Les appelants sollicitent à titre principal l’expulsion des locataires en raison de la nullité du contrat de bail pour dol, faisant valoir :
qu’au sens des articles 1137 alinéas 1 et 2 et 1130 du Code civil, le dol émanant de l’une des parties est une cause de nullité de l’acte, dès lors qu’il est de telle nature que, sans lui, l’une des parties n’aurait pas contracté ;
qu’en l’espèce, le contrat de bail a été conclu sous la foi de l’amitié qui liait les parties et parce que les consorts [O] – [S] ont rédigé une attestation mensongère aux termes de laquelle ils ont prétendu disposer de revenus 3 fois supérieurs au montant du loyer (soit des revenus de plus de 2 700 € nets) ;
qu’en effet, lorsque le loyer a commencé à ne plus être réglé, ils ont demandé au service des impôts, en application de l’article 111 I Bis du Livre des procédures fiscales, à être informé oralement du revenu imposable des locataires, le fonctionnaire du service des impôts leur ayant répondu que les consorts [O] – [S] ‘n’avaient certainement pas un revenu mensuel 3 fois supérieur au montant de loyer de 900 €’ ;
qu’ils ont donc déposé plainte contre leurs locataires ‘pour faux et usage de faux’, l’enquête pénale étant toujours en cours ;
que toutefois, le 22 février 2021, lors de l’audience des plaidoiries, [I] [S] a confirmé qu’il ne disposait pas de revenus supérieurs à trois fois le montant du loyer, les revenus mensuels du couple s’élevant à 1 856,72 € pour un loyer mensuel de 900 €, étant précisé que les allocations familiales doivent être déduites puisqu’elles sont destinées uniquement à l’entretien et à l’éducation des 6 enfants du couple et ne sont pas constitutives de revenus ;
qu’ils n’auraient pas loué leur maison s’ils avaient connu les revenus réels de leurs locataires et sont donc fondés à voir prononcer la nullité du contrat de bail pour dol et l’expulsion des locataires.

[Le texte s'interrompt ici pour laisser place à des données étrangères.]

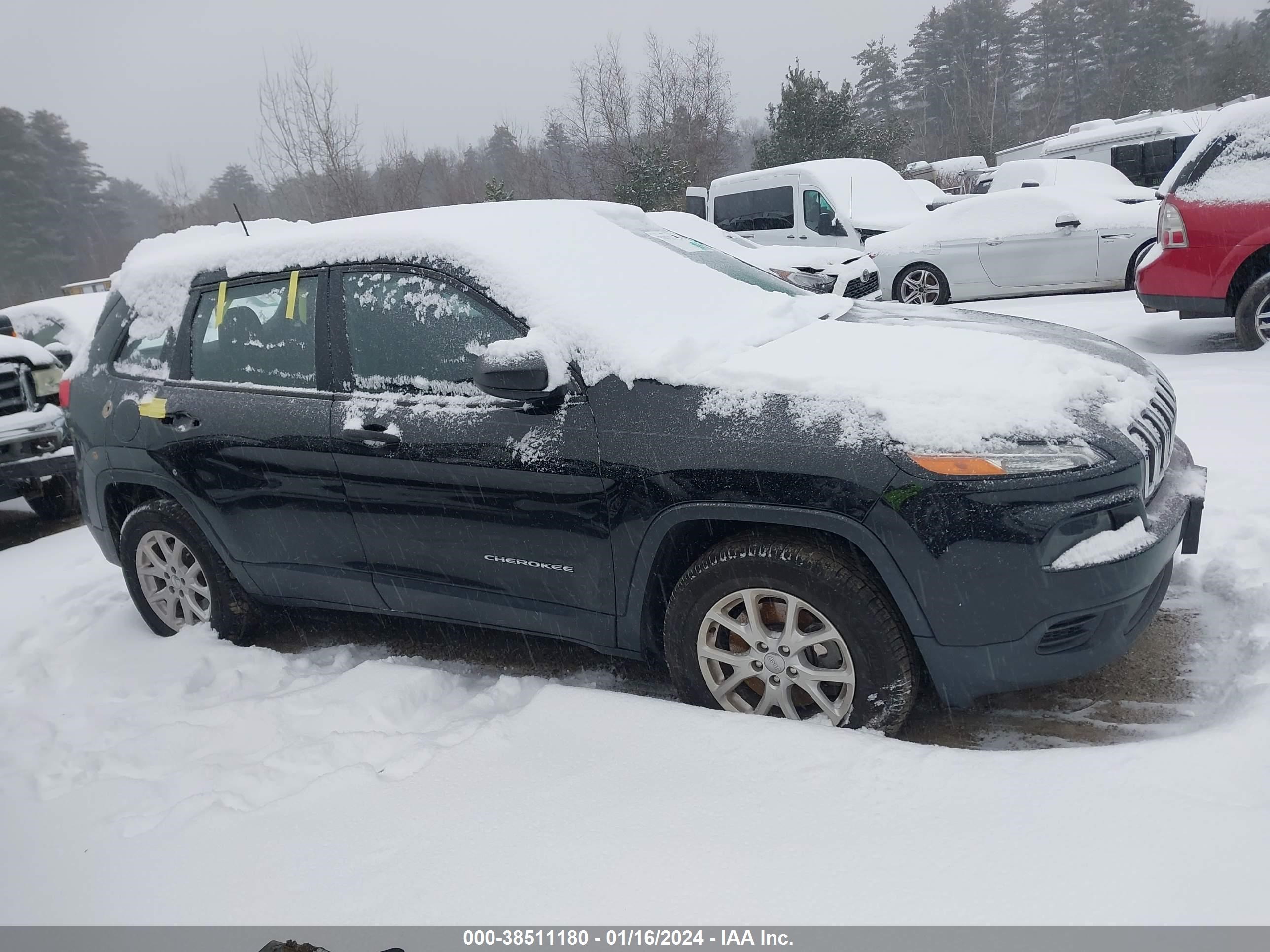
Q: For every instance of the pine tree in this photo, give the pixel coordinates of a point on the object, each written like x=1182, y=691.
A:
x=497, y=191
x=813, y=121
x=879, y=98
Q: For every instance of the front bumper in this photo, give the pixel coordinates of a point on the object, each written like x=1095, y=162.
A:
x=34, y=446
x=1121, y=598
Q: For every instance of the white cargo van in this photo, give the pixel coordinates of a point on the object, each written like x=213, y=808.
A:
x=827, y=202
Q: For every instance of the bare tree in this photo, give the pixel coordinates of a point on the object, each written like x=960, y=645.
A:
x=308, y=144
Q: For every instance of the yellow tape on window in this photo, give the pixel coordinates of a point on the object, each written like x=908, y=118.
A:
x=220, y=304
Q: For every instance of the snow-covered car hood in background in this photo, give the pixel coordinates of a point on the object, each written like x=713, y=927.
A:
x=1018, y=211
x=28, y=351
x=76, y=314
x=595, y=292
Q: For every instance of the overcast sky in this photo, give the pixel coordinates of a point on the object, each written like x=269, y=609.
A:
x=142, y=80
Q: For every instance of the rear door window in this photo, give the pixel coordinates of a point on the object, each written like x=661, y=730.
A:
x=416, y=332
x=146, y=357
x=257, y=333
x=762, y=210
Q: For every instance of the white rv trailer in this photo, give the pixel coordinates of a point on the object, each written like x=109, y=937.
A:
x=1143, y=146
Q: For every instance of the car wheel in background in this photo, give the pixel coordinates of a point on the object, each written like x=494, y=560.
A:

Les époux [D] ajoutent que la dette locative s’élève désormais, décompte arrêté au 19 juillet 2020, à la somme de 3 235 €, alors que le premier juge a retenu une dette locative de 1 501 €, (arriéré de loyers et factures d’entretien de la pompe à chaleur), montant auquel il convient de rajouter :
la somme de 340 € au titre du remboursement des taxes d’ordures ménagères pour les années 2019 (169 €) et 2020 (171 €),qui constituent des charges récupérables supportées par les locataires ;
la somme de 71,50 € au titre du remplacement d’un tuyau d’eau cassé par les locataires ;
la somme de 440 € au titre le détartrage du ballon d’eau chaude et de joints de la pompe à chaleur, qu’ils ont du régler dans la mesure où les locataires refusent de procéder à son entretien ;
la somme de 226,50 € au titre l’entretien annuel de la pompe à chaleur pour l’année 2021, soit un total de 1 078 €.
Ils indiquent qu’il convient d’ajouter à ce total la somme de 1 206 € au titre des APL qui ont été supprimées depuis le mois de mai 2021 (402 € par mois x 3 mois) et qu’il convient également de déduire les 100 € versés en plus par les locataires chaque mois depuis le prononcé du jugement, soit 400 €.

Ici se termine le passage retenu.